Do not reconstruct paths from suite, name, test_id, target, or directory names. result_dir is readable when possible, but it is still an opaque run-local allocation that may be suffixed or otherwise changed to avoid collisions.

Do not treat derived artifacts as canonical:

  • Dashboard indexes are caches over the run bundle.
  • Search indexes are caches over rows and sidecars.
  • SQLite databases are query accelerators.
  • HTML reports are renderings.
  • Vendor-neutral projection bundles are adapter handoffs.
  • Phoenix, Langfuse, Opik, or other backend views are external projections or correlations, not AgentV’s source of truth.
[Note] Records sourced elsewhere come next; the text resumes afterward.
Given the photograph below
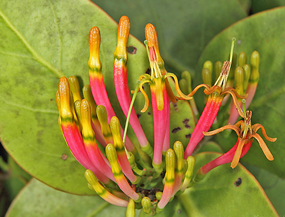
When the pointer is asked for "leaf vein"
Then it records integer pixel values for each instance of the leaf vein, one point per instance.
(30, 48)
(59, 36)
(29, 108)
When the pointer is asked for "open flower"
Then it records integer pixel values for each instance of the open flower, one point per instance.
(120, 171)
(216, 95)
(246, 133)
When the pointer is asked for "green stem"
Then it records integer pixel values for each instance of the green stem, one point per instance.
(185, 201)
(99, 209)
(129, 112)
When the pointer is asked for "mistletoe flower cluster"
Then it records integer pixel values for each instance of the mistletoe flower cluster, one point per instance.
(143, 176)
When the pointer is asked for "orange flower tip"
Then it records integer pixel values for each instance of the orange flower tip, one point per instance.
(124, 28)
(94, 38)
(151, 36)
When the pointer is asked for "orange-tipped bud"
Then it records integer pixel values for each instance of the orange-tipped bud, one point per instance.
(123, 30)
(94, 46)
(64, 94)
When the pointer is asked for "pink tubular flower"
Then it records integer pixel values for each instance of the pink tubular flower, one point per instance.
(246, 133)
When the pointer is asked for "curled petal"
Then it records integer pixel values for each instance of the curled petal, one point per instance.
(212, 90)
(145, 95)
(183, 96)
(232, 127)
(235, 92)
(256, 127)
(263, 146)
(235, 101)
(177, 86)
(239, 123)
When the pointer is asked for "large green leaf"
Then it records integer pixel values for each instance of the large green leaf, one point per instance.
(184, 27)
(258, 5)
(217, 195)
(273, 185)
(37, 199)
(259, 32)
(36, 49)
(226, 192)
(40, 42)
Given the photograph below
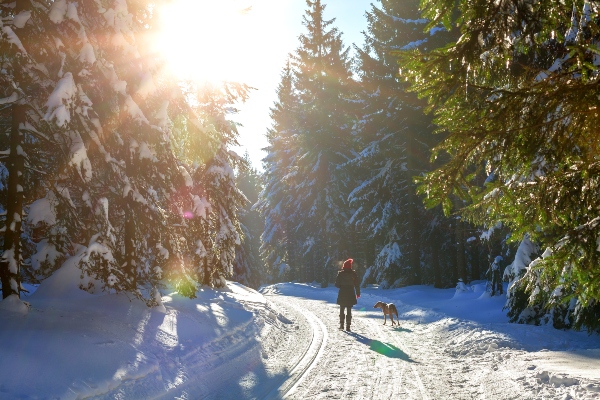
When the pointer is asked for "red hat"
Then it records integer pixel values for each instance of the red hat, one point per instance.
(348, 264)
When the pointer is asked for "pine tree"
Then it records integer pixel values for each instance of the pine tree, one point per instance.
(523, 110)
(395, 138)
(248, 268)
(324, 121)
(41, 155)
(278, 242)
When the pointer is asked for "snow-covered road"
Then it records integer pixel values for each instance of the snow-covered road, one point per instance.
(283, 343)
(430, 356)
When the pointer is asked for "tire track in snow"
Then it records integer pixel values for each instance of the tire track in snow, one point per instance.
(308, 361)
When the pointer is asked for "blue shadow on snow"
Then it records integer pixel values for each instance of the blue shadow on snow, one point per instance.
(385, 349)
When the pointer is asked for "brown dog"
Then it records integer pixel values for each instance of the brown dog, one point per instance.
(388, 309)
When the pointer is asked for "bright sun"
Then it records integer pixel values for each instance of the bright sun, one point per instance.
(208, 40)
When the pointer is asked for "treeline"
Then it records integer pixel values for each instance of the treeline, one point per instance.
(107, 161)
(459, 132)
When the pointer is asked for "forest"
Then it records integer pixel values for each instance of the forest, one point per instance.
(462, 135)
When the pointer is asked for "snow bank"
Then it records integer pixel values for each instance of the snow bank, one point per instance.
(73, 344)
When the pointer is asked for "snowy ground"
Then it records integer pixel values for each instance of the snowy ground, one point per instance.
(284, 343)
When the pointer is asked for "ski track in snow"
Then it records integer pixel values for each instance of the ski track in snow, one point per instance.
(430, 356)
(285, 344)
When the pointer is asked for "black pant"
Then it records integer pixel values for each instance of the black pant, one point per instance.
(349, 312)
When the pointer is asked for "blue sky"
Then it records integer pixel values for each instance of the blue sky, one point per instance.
(281, 38)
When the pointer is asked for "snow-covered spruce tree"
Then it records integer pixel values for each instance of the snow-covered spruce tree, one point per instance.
(43, 148)
(395, 137)
(204, 137)
(248, 268)
(278, 243)
(134, 169)
(517, 96)
(324, 142)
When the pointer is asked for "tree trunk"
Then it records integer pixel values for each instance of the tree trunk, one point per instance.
(129, 232)
(435, 263)
(461, 264)
(10, 264)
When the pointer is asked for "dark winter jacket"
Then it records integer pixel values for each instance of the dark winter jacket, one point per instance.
(347, 281)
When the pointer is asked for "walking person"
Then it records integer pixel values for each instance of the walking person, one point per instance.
(347, 282)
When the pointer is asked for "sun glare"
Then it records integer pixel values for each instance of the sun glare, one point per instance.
(207, 40)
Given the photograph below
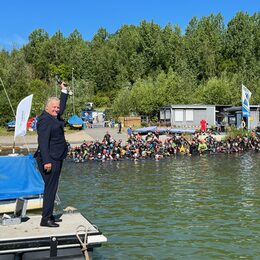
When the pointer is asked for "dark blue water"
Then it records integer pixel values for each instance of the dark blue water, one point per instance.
(177, 208)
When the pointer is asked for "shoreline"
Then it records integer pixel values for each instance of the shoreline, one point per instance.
(75, 139)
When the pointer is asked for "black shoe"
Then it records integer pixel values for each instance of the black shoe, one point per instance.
(56, 218)
(49, 223)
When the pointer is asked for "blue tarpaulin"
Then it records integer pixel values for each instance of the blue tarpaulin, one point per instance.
(19, 177)
(75, 120)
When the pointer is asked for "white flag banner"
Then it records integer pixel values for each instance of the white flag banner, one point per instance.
(22, 115)
(246, 95)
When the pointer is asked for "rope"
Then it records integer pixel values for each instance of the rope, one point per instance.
(84, 244)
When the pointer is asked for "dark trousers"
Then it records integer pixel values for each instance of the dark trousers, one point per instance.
(51, 182)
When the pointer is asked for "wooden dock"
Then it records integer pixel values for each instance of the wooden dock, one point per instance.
(29, 240)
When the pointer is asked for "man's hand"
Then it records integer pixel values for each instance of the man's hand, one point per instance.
(47, 167)
(63, 86)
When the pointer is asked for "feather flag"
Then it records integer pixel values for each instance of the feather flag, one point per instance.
(22, 114)
(246, 94)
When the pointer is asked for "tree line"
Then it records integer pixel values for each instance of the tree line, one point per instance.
(139, 68)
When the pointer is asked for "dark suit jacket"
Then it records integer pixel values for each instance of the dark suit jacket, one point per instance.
(51, 140)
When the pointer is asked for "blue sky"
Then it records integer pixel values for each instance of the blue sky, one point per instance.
(19, 18)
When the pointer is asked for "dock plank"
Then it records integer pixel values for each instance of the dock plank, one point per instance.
(32, 229)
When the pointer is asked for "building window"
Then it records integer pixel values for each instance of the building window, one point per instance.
(189, 114)
(178, 115)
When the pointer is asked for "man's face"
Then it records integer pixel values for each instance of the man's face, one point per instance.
(53, 108)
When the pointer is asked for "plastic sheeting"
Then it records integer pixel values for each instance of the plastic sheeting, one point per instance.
(19, 177)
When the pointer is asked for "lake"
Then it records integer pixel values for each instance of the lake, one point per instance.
(176, 208)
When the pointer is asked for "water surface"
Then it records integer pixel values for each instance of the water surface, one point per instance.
(177, 208)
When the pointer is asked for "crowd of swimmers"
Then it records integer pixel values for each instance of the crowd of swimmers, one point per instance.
(140, 147)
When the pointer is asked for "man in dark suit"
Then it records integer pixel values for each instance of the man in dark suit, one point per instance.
(52, 150)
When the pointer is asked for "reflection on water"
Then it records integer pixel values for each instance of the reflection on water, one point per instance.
(178, 208)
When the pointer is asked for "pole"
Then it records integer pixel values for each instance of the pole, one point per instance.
(72, 83)
(7, 96)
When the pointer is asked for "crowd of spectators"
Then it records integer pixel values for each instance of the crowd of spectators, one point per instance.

Run an eval and inspect the portable bundle:

Terminal window
agentv eval evals/support/refunds.eval.yaml --experiment with_skills
ls .agentv/results/<run_id>
cat .agentv/results/<run_id>/summary.json
cat .agentv/results/<run_id>/.internal/index.jsonl

Find failed rows without loading every sidecar:

Terminal window
jq -r 'select(.execution_status != "ok" or .score < 0.5) |
[.eval_path, .test_id, .target, .grading_path] | @tsv' \
.agentv/results/<run_id>/.internal/index.jsonl

Compare two completed runs by their row indexes:

Terminal window
agentv results compare \
.agentv/results/<baseline-run-id>/.internal/index.jsonl \
.agentv/results/<candidate-run-id>/.internal/index.jsonl

Generate a shareable report from the same canonical bundle:

Terminal window
agentv results report .agentv/results/<run_id>

An adapter that exports run results should treat index.jsonl as the row catalog:

import { createReadStream } from "node:fs";
import path from "node:path";
import { createInterface } from "node:readline";
export async function* rows(runDir: string) {
const rl = createInterface({
input: createReadStream(path.join(runDir, ".internal/index.jsonl"), "utf8"),
crlfDelay: Infinity,
});
for await (const line of rl) {
if (!line.trim()) continue;
yield JSON.parse(line) as Record<string, unknown>;
}
}
for await (const row of rows(".agentv/results/2026-run")) {
const gradingPath = row.grading_path;
if (typeof gradingPath === "string") {
console.log(path.join(".agentv/results/2026-run", gradingPath));
}
}

Adapter guidance:

  • Preserve unknown row fields when possible.
  • Prefer path fields such as grading_path, metrics_path, transcript_path, and transcript_raw_path over ad hoc path construction.
  • Use artifact_pointers only for detached payload lookup; do not make pointers the discovery path for ordinary sidecars that are present in the run tree.
  • If you build a database or search index, store enough source metadata to rebuild it from the run bundle and invalidate it when summary.json or index.jsonl changes.
  • Keep backend-specific anonymization, upload, and schema mapping in the adapter layer. AgentV’s canonical bundle remains backend-neutral.